Présentation

« Alors que la vie elle-même est démente, qui de nous peut dire où se trouve la folie ? Trop de bon sens, n’est-ce pas aussi de la folie ? Chercher des trésors là où ne se trouve que la boue, n’est-ce pas pure folie ? Et la folie suprême n’est-elle pas de voir la vie telle qu’elle est et non telle qu’elle devrait être ? »

Citation extraite de la comédie musicale L’Homme de la Mancha (Man of La Mancha), livret de Dale Wasserman, inspirée du roman de Miguel de Cervantes, Don Quichotte.

Le Grand Ordinaire est un film – un peu à l’étroit quelque part entre documentaire et fiction – dont la construction s’est étalée entre 2012 et 2019 et qui a impliqué le travail et les coups de main d’une quarantaine de personnes aux quatre coins de la France.

Le film se présente comme une enquête qui a le témoignage comme fil rouge, comme barque à la surface de différents univers, espaces et temps. Peuplés d’autant de personnages, fictifs ou réels. Réunis par Mathieu dans le but de raconter ce qui ne se dit pas : le Toc, sa violence, sa folie et sa portée.

Ainsi, Mathieu raconte ce Trouble Obsessionnel et Compulsif pour la première fois.
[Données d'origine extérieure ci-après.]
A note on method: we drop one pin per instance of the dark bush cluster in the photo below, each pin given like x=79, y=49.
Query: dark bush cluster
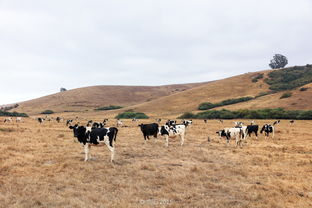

Dans l’examen de souvenirs précis et marquants ou le flou d’années entières… Et en essayant d’assumer ce qui ne l’a jamais été auparavant : ce qui est bizarre, magique, violent ou glauque. Drôle parfois.

Un film pour donner une forme partageable à un cheminement personnel et complexe. Cheminement, voire même combat, pour faire de son quotidien autre chose qu’une ligne sur la notice d’un médicament, en préférant aux symptomatologies castratrices le fait de recoudre une histoire.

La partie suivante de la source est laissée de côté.